The birthday party in question is for Andréa (Deneuve) the matriarch of a family of two sons and a daughter plus three grand-children and a husband Jean (Alain Artur), who I don’t think is the father of any of the three grown-up children. Andréa is the owner of the large house in the country. The director himself plays the elder son Vincent with Laetitia Colombani as Marie, his wife and the mother of the two grandsons. Emmanuelle Bercot plays Claire the daughter and Vincent Macaigne plays the second son Romain. Claire’s estranged daughter Emma (Luàna Bajrami) is a student who lives with her grandparents and Romain has his latest possible fiancée in tow, Rosita (Isabel Aimé González-Sola). The party also includes Emma’s boyfriend Julien (Joshua Rosinet). He is a talented pianist who I don’t remember having much dialogue at all. He is disturbingly the only person of colour on screen. I did tend to see his presence as either a cliché or a form of tokenism (intended to strengthen the sense of Emma as a rebel within the family group?).

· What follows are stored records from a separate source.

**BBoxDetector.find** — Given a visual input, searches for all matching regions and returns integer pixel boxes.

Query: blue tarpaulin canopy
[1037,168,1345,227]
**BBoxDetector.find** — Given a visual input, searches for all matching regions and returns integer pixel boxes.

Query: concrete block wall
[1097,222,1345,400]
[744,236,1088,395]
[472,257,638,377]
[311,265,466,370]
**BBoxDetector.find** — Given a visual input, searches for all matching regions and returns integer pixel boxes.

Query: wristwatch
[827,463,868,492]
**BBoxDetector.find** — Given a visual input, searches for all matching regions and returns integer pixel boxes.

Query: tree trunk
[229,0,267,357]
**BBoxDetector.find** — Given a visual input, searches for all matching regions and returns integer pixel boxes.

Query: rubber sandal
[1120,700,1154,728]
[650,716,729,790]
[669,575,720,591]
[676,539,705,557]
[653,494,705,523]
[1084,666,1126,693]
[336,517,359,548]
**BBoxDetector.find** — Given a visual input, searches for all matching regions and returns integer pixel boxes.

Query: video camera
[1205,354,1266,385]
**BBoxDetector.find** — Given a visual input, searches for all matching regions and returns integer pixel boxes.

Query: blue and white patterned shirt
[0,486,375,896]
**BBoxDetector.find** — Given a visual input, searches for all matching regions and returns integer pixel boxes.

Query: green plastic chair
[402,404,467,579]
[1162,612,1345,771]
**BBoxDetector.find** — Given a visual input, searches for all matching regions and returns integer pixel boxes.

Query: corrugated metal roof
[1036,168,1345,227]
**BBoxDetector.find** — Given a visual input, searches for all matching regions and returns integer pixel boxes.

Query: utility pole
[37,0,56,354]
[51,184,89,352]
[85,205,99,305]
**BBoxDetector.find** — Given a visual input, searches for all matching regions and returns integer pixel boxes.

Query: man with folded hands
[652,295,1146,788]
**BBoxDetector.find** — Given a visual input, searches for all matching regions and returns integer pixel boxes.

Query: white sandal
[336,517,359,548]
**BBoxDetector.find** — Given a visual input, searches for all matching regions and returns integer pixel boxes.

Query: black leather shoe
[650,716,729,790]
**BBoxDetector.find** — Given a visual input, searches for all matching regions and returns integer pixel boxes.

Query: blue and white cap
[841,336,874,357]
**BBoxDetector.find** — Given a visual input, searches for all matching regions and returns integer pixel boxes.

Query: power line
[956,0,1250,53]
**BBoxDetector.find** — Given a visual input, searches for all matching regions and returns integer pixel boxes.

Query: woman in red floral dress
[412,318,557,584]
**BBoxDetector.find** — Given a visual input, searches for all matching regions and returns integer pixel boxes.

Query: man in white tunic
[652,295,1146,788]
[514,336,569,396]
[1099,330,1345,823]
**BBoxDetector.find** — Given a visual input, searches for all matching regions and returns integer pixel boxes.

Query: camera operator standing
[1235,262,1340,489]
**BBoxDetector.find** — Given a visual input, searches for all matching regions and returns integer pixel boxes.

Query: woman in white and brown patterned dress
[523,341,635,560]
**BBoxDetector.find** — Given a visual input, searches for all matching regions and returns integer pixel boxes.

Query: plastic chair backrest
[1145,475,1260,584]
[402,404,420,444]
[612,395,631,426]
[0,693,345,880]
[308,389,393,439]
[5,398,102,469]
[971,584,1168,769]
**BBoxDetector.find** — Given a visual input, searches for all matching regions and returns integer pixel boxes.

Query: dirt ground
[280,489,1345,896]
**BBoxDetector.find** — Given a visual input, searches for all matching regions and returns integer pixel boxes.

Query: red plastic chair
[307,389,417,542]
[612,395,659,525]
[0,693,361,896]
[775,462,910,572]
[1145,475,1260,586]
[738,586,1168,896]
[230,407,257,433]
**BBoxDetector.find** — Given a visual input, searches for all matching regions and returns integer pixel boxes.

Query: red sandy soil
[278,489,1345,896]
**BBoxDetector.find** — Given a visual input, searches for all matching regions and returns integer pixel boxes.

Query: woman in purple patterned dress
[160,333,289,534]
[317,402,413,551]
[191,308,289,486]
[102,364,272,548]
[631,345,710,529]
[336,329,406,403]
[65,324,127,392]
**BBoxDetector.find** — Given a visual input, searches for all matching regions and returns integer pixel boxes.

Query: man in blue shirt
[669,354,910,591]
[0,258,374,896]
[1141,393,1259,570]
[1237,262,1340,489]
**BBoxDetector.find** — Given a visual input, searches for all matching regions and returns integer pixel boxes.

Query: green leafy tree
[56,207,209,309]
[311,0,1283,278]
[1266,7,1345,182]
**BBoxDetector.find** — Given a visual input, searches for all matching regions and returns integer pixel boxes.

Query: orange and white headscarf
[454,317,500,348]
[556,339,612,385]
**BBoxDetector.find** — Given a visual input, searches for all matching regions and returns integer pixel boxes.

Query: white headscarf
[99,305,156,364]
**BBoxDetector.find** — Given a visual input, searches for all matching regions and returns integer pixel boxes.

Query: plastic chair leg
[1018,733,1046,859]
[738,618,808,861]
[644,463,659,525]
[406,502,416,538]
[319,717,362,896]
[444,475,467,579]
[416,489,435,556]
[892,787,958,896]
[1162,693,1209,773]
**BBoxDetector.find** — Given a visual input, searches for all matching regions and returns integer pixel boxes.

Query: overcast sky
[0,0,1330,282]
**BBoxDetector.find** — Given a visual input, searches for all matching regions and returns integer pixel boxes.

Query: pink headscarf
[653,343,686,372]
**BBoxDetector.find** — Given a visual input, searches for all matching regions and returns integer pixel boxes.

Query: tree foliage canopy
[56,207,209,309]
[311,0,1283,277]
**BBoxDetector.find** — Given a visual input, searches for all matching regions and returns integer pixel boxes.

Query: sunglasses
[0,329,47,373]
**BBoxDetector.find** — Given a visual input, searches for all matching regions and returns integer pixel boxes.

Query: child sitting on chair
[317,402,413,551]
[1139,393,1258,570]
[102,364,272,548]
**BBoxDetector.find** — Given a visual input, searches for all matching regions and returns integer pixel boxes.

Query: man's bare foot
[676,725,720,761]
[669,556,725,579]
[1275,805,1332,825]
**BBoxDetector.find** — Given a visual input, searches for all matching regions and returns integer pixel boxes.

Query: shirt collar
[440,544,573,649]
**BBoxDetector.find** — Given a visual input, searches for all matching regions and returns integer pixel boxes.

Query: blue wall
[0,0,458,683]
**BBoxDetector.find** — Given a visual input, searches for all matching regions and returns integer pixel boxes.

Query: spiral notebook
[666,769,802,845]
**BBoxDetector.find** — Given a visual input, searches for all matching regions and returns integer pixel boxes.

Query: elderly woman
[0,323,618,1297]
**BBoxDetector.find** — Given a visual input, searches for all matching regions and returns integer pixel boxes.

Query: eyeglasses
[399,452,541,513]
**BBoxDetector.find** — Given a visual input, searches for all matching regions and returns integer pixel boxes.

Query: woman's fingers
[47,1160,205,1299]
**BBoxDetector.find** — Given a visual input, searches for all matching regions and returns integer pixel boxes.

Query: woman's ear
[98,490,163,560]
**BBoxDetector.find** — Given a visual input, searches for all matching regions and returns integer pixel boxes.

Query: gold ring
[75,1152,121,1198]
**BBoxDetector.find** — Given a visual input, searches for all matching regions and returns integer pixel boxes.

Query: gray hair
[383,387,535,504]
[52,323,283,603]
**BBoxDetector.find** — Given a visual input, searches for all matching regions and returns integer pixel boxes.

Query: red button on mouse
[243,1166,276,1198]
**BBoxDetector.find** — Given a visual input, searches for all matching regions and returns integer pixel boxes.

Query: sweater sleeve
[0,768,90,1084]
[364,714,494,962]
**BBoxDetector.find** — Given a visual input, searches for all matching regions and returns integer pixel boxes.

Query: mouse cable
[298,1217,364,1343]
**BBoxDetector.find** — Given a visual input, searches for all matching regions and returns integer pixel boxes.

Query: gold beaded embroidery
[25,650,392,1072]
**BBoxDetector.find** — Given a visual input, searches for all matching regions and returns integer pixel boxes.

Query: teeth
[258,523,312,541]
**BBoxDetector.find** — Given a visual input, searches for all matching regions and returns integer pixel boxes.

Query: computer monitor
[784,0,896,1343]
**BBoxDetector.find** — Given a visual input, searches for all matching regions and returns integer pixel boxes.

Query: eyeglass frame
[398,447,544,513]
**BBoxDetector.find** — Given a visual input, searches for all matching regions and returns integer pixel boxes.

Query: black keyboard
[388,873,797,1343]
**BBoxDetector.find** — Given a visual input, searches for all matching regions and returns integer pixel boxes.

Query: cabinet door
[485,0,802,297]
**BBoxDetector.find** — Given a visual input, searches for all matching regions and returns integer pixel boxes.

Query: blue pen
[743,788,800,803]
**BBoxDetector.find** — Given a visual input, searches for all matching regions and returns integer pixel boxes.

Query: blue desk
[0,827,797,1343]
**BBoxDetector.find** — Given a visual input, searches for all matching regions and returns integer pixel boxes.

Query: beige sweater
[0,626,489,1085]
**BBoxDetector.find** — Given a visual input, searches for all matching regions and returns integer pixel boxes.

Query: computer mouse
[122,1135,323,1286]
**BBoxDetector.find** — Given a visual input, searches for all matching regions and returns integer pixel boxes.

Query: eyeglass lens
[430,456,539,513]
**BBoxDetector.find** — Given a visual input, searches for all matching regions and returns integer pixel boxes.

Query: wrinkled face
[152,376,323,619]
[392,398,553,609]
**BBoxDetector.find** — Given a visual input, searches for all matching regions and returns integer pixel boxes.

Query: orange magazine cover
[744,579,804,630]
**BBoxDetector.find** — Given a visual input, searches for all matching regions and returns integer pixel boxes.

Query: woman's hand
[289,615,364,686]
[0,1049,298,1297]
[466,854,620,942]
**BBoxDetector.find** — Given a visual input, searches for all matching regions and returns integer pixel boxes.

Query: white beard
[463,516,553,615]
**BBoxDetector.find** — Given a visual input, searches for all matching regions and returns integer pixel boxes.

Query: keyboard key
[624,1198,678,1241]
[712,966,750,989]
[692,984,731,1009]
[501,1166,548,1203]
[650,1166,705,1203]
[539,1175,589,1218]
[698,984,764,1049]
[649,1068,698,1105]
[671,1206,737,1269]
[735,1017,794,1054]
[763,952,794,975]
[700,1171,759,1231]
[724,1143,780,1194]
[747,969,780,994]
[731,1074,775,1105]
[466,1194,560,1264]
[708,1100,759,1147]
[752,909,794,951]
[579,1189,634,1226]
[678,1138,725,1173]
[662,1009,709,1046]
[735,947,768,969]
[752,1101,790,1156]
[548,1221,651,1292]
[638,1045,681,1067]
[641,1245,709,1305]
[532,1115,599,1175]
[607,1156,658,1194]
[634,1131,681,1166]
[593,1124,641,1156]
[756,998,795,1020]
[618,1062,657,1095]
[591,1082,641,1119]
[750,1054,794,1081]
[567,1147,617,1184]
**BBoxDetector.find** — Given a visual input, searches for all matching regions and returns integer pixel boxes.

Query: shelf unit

It’s worth noting that four of the actors are also directors themselves. I’m not sure if that makes any difference. The setting and the script suggest a very ‘theatrical’ production with most locations in the house or garden and just a few brief but eventful car trips outside. Cédric Kahn himself suggests that there is a conventional three-act structure and one episode includes a play devised and performed by Emma and Julien and the two young grandsons. As well as the starry cast, the film has an equally experienced and celebrated crew and the whole thing looks very good. Music is important and I very much enjoyed a song by Françoise Hardy, ‘Mon amie la rose’. Why then did I feel disappointed and a little let down by the film overall?
I think perhaps that I was surprised that such a conventional film would be included in a festival programme. This is indeed like a well-produced play with twists and turns in the plot and each of the core star actors given a story to present. But in the end these stories don’t add up to much that’s new or particularly interesting. Added to that, the comic elements didn’t really work for me. Sometimes the comedy seemed cruel or perhaps seeking to be satirical but without clear targets. It’s a prestigious production however and if you like that kind of thing you might like this.